There were four hours or so I believe where my eyes did close, and I used the book as a pillow and my drool marked the where I left off reading -- at the top of page 437. But when I opened them again at about 8:15 a.m. or so, I picked up the book and started reading again like I had never stopped.

And now, 13 hours after I began, I have a few empty bottles of water and seltzer by me, and my left foot has fallen asleep, and I don't quite know where I am. I feel like if I turn and look out the window from the back of my eye, the outlines of Hogwarts would be seen, peaking through the trees and the dappled shade cast by their leaves.

I feel tingly and warm like I've bewitched, enchanted, or, as they say in the book, "confunded" by a twitch of a wand. Maybe I've been given some kind of love or happiness potion or maybe the book lying open on the sofa next to me emitted some magical enchantment that allows everything to seem right with the world.

Rowling's seventh novel, "Harry Potter and the Deathly Hallows," is a fast-paced thriller that leaves no stone unturned or question unanswered for those who have followed Harry from his first year at Hogwart until his last.

The action sequences often need rereading because it is finely detailed and rarely pauses. Readers dive back into Rowling's wizarding world with a lurching aerial battle that quickly plunges Harry and his best friends into the quest set for them at the end of the sixth book, "Harry Potter and the Half-Blood Prince."

Rowling is often merciless with her characters, plowing ahead with the action and allowing readers to mourn as little as her main protagonists as old favorites become victim to Lord Voldemort and his servants, the Death Eaters.

Many of the saga's most beloved characters are saved -- without saying which ones -- but only after they go through the wringer, allowing us as readers to see them mature.

Rowling stays remarkably true to the message she began her novels with -- that love is the greatest magic of all.

When readers first met Harry in "Harry Potter and the Sorcerer's Stone," he was an 11-year-old boy wizard, who we learned was orphaned at the age of one because an evil wizard, Lord Voldemort, decided to kill him. But Harry's parents gave up their lives so their son could have his.

In that ultimate act of self-sacrifice, Rowling crafted a journey to adulthood for a plucky young man who had to confront the dark wizard, and who could not understand that greatness and power mean nothing in the face of life's most important and magical lessons -- that love, kindness, selflessness and remorse can conquer even the darkest enchantments.

The seventh novel is a realization of this theme. It is an act of of ultimate sacrifice made by Harry that allows him to have the strength to kill Lord Voldemort. And it is the magic of love that allows even some of his most bitter enemies to become some of his greatest helpers along the way.

I realize that my warm-and-fuzzy descriptions might make one think that Rowling has gone a bit soft in the head in her seventh book, or that maybe I'm just too sentimental.

But for a reporter who has loved the books and spent the last two weeks immersed in asking fans, publishers and editors just why Potter mania swept the world, I think the seventh book has finally given me an answer.

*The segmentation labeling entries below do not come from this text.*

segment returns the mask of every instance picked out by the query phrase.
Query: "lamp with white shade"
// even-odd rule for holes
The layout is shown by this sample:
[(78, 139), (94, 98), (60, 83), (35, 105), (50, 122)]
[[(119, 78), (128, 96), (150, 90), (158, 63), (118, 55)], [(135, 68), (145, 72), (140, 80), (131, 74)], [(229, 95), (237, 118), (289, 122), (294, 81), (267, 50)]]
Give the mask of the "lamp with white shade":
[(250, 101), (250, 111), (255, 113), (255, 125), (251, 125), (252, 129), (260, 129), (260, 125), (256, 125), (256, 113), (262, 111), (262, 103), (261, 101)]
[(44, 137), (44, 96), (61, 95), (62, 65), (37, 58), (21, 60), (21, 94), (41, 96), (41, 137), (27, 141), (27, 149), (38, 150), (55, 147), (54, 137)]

For me, I loved the Harry Potter books because the most magical thing about him is so human. He is motivated by his love and care for those around him, so much so that he is willing to sacrifice his own life for it – just as his parents once sacrificed their lives for him. And Rowling makes that the foundation for his ultimate victory, and by extensions gives us access to a magic that's within our reach.